A bright spot, broadcast repeatedly on television Friday, was the overnight rescue of an apparently uninjured baby, wrapped in a blanket and carried out of the rubble of a collapsed home.
Yoshikado, whose building was undamaged despite the intense shaking, checked the damage at his aunt and uncle's home nearby. Kitchenware was scattered on the floor, and a clock had stopped around 9:26 p.m., the time of Thursday's quake. Power and water had yet to be restored, and many in the neighborhood had not returned because of the aftershocks.
About 44,000 people stayed in shelters after Thursday's quake.
The latest victim of Thursday's quake was killed in a fire in the city of Yatsushiro, the Kumamoto prefecture said, adding that two other people were in a state of heart and lung failure. The nine other dead included five women and four men, the Fire and Disaster Management Agency said. One man was in his 20s, and the rest of the victims ranged from their 50s to one woman in her 90s. Eight of the nine victims were from Mashiki.
There were varying reports on the number of injured Thursday. Suga, the government's chief spokesman, said at least 860 people had been injured, 53 seriously. Kumamoto prefecture tallied 784 injured.
Suga said 1,600 soldiers had joined the relief and rescue efforts. TV reports showed troops delivering blankets and adult diapers to those in shelters.
With water service cut off in some areas, residents were hauling water from local offices to their homes to flush toilets.
Suga said there were no abnormalities at nearby nuclear facilities. The epicenter was 120 kilometers (74 miles) northeast of Kyushu Electric Power Co.'s Sendai nuclear plant, the only one operating in the country.
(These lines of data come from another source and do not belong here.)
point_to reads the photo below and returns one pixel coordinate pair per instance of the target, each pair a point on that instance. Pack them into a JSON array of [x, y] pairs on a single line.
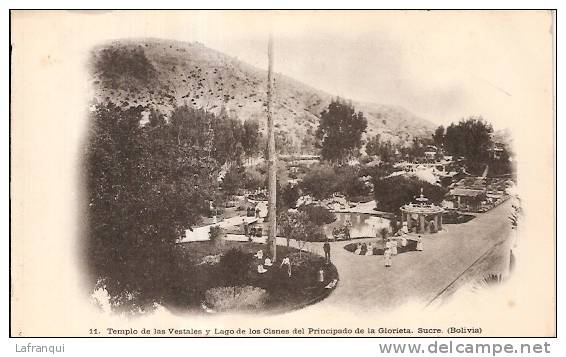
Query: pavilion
[[420, 215]]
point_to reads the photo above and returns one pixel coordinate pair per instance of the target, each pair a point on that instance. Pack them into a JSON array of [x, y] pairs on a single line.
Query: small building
[[467, 198], [422, 217]]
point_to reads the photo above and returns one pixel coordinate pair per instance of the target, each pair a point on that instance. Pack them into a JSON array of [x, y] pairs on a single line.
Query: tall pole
[[271, 163]]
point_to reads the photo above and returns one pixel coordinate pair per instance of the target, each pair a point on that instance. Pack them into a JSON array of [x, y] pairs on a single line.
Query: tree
[[289, 196], [438, 137], [234, 179], [393, 192], [318, 214], [320, 182], [298, 226], [235, 266], [144, 188], [470, 138], [251, 137], [340, 131]]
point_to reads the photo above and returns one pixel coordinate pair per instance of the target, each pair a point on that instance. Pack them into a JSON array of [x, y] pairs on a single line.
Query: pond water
[[362, 224]]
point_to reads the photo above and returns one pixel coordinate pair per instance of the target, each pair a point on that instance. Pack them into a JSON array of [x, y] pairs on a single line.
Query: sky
[[441, 65]]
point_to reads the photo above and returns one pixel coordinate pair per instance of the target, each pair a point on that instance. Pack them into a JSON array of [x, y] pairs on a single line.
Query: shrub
[[246, 298], [235, 266], [341, 232], [298, 226], [393, 192], [215, 233], [318, 214]]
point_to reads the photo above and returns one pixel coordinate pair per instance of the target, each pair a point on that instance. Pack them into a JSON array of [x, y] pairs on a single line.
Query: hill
[[161, 74]]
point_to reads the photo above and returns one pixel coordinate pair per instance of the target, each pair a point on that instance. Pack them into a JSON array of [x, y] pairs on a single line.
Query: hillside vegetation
[[162, 74]]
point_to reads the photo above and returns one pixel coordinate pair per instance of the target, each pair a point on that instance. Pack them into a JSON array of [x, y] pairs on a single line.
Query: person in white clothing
[[286, 262], [387, 256], [394, 247], [370, 249], [419, 244]]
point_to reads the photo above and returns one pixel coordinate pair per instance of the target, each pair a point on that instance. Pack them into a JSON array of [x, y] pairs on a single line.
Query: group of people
[[267, 262], [391, 247]]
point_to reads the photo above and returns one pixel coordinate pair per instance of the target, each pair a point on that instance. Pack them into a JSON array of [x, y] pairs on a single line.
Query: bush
[[341, 232], [235, 266], [393, 192], [215, 233], [245, 298], [318, 214], [298, 226], [320, 182]]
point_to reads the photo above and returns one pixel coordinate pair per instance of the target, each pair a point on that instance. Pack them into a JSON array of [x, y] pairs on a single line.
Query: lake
[[362, 224]]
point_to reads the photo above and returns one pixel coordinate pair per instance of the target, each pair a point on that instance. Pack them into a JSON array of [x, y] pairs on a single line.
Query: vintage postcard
[[282, 173]]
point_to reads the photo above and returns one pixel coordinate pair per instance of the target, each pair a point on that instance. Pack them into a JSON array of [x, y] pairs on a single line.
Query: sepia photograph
[[282, 173]]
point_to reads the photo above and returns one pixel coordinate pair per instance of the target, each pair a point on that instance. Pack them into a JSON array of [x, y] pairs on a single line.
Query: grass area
[[379, 247], [284, 293]]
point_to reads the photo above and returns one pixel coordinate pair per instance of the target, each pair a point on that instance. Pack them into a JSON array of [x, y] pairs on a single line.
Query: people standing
[[387, 256], [393, 247], [419, 244], [286, 261], [326, 248]]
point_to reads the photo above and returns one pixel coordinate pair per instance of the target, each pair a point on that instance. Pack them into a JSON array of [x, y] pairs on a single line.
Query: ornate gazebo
[[417, 215]]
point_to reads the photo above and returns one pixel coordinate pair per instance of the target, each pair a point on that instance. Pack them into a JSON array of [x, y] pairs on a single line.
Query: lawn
[[283, 293]]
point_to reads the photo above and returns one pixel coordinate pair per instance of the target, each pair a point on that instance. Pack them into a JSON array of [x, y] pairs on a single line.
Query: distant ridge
[[160, 74]]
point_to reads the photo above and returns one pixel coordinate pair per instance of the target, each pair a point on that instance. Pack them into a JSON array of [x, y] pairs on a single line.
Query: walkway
[[449, 258]]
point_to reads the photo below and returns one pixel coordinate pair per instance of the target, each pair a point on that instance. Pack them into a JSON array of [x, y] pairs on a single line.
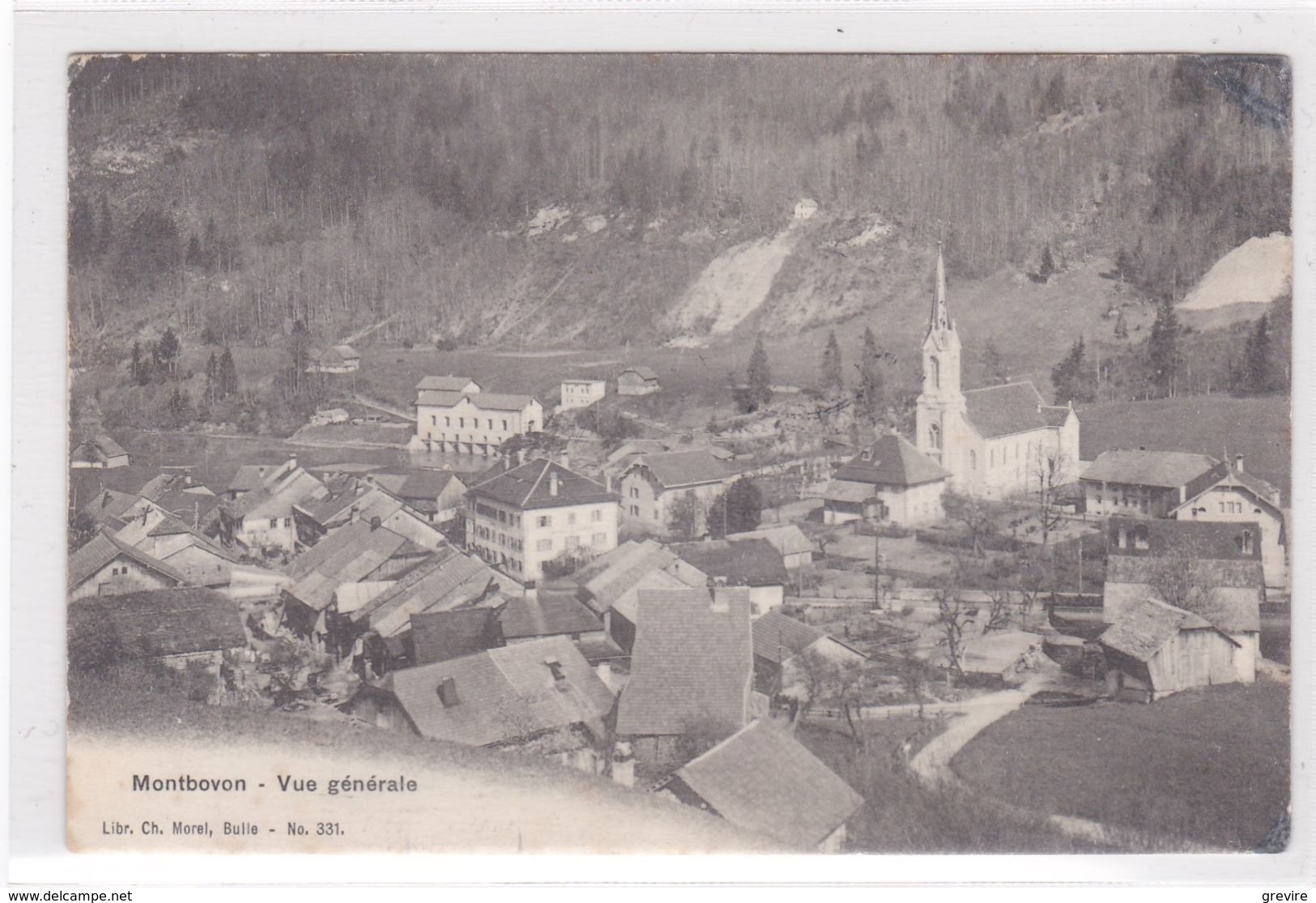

Most of Japan's nuclear reactors remain offline following the meltdowns at the Tokyo Electric Power Co.'s Fukushima plant in 2011 after a magnitude 9.0 earthquake triggered a huge tsunami.
According to the Japan Meteorological Agency, Mashiki sits near two faults on Kyushu. The area is also near Mount Aso, a huge, active volcano. JMA officials said the quake was unusually strong for Kyushu.